Conclusie en aanbevelingen Het plan heeft een neutraal effect op het vlak van mobiliteit.
3.13
SAMENHANG TUSSEN DE DISCIPLINES Er zijn geen significante effecten te verwachten
3.14
GRENSOVERSCHRIJDENDE EFFECTEN Gelet op de ligging van het plangebied op ruime afstand van gemeente-, gewest- of landgrenzen, de schaal van de ontwikkeling en het ontbreken van aanzienlijke milieueffecten wordt geconcludeerd dat er geen gewest- of landgrensoverschrijdende effecten zullen voorkomen n.a.v. dit plan.
3.15
CUMULATIEVE EFFECTEN Er zijn geen plannen of projecten in de nabije omgeving bekend die een invloed kunnen hebben op dit plan, of die door dit plan beïnvloed kunnen worden. Bijgevolg kan gesteld worden dat er geen cumulatieve effecten te verwachten zijn.
37
3.16
LEEMTEN IN DE KENNIS De beperkte leemten in de kennis zijn het gevolg van onzekerheden over de concrete realisatie en invulling van het plangebied. Op het niveau van het plan kan dit niet verder worden uitgedetailleerd dan nu reeds het geval is. De leemten zijn niet van die aard dat ze aanleiding kunnen geven tot mogelijke aanzienlijke milieueffecten.
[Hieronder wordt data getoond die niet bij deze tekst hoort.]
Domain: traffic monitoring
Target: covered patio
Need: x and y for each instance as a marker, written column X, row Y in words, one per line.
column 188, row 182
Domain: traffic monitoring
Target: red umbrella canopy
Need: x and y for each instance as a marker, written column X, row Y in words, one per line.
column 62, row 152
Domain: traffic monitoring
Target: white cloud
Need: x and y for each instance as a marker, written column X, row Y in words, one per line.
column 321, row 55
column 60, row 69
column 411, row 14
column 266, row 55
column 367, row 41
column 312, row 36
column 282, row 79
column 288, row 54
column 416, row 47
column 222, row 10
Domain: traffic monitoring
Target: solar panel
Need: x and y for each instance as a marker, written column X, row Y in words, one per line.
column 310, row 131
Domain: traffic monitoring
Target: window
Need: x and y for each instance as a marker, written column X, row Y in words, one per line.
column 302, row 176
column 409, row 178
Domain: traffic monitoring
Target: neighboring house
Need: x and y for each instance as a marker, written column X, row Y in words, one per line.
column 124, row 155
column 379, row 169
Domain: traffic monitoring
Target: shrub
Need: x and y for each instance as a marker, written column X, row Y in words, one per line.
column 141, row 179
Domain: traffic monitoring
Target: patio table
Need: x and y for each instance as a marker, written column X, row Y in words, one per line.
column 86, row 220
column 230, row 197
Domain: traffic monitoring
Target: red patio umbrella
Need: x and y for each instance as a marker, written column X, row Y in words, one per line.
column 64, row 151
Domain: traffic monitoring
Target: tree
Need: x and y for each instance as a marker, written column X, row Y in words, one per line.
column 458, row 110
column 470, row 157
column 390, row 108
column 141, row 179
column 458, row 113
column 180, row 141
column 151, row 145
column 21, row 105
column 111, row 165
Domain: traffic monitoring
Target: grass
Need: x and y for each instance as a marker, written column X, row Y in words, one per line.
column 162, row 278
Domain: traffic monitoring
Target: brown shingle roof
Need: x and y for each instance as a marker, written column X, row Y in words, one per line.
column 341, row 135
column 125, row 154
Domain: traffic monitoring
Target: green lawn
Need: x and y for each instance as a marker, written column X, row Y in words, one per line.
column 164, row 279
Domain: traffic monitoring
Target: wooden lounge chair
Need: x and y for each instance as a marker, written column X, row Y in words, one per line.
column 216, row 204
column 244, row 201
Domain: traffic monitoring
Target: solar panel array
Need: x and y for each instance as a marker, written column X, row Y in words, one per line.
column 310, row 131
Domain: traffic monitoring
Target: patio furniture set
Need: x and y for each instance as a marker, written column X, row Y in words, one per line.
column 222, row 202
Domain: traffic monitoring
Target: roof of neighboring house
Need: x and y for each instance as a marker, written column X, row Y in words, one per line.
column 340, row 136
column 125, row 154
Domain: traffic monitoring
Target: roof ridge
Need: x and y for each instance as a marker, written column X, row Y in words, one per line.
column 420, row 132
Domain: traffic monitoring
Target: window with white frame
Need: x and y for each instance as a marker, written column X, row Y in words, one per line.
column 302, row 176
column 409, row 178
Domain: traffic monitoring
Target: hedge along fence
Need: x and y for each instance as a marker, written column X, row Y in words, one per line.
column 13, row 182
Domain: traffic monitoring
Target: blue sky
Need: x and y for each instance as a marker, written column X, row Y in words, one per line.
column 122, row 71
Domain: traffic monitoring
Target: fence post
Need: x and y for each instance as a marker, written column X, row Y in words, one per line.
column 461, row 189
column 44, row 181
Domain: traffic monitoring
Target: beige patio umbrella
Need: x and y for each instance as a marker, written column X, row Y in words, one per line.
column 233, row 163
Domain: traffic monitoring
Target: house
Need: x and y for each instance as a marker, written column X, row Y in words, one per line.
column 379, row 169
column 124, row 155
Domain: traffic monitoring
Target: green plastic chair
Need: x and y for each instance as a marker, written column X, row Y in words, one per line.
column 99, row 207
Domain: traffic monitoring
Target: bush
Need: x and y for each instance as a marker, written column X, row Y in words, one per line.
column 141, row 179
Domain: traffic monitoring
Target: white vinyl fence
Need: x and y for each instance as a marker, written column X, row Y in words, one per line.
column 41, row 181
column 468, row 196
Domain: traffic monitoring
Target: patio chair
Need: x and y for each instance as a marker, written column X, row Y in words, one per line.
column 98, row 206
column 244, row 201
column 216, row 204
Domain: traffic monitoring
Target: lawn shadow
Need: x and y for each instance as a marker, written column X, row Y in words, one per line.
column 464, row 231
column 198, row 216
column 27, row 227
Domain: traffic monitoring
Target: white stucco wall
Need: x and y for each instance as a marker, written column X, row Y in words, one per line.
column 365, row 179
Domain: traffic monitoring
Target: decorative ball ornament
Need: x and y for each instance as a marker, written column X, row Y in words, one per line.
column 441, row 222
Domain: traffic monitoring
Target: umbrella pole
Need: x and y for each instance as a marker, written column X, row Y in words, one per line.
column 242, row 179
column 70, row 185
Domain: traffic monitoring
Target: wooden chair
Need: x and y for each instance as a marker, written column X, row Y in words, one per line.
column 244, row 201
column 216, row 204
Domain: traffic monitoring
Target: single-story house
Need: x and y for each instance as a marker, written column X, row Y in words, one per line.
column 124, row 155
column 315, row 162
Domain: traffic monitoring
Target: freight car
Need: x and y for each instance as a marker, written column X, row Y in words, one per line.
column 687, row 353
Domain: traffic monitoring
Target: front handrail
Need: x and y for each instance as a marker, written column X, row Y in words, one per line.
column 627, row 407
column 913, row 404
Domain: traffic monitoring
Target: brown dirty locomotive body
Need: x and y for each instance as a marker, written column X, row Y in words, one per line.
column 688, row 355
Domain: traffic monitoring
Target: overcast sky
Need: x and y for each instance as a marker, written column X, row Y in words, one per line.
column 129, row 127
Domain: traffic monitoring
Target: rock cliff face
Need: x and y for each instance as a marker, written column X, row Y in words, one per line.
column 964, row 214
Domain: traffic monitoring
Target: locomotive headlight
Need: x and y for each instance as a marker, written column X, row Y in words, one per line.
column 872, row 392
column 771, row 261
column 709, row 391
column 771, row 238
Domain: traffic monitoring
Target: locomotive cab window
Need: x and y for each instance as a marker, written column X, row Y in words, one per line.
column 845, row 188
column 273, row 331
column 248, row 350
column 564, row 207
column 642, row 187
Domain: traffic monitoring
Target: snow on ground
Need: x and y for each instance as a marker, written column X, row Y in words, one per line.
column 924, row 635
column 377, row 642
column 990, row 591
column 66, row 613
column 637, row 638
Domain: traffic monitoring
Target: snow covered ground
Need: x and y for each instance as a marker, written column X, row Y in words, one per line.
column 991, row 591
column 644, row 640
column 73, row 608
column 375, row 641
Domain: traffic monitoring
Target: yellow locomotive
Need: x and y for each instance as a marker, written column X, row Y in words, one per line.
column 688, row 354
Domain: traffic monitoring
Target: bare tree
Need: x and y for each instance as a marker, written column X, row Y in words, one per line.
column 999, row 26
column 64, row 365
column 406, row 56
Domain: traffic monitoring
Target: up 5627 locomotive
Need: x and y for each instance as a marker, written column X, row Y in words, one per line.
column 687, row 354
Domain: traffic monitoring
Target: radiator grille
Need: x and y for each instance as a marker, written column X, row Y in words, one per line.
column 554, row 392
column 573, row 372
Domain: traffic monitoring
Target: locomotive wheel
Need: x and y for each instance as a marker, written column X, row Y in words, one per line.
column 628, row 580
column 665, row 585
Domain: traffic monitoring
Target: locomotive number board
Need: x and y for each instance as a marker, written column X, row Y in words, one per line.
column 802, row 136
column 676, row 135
Daarnaast zullen ruimtelijke effecten die het detailleringsniveau van het planologisch attest overschrijden op het niveau van de stedenbouwkundige vergunning worden beoordeeld (vb. beplantingsvoorstellen, e.d.)
38
BESLUIT
Zoals eerder vermeld, bestaat de doelstelling van het RUP erin om voor een hoofdzakelijk vergunde manege het juridisch-planologisch kader (gewestplan), waarin onvoldoende rekening word gehouden met de bestaande en vergunde toestand, bij te stellen zodat rechtszekerheid wordt gewaarborgd voor de huidige en de volgende generatie. Op basis van de beschikbare informatie kan worden besloten dat ten gevolge van het RUP geen aanzienlijke milieueffecten te verwachten zijn. Het planologisch attest, dat voorwerp vormt van dit onderzoek tot milieueffectenrapportage, valt volgens voorgaand effectenonderzoek bijgevolg niet onder de plan-MER-plicht zoals voorzien in het plan-MER decreet van 17/04/2007. De voorgestelde milderende maatregelen voorgesteld in dit onderzoek worden opgenomen of verwerkt in het ontwerp van planologisch attest.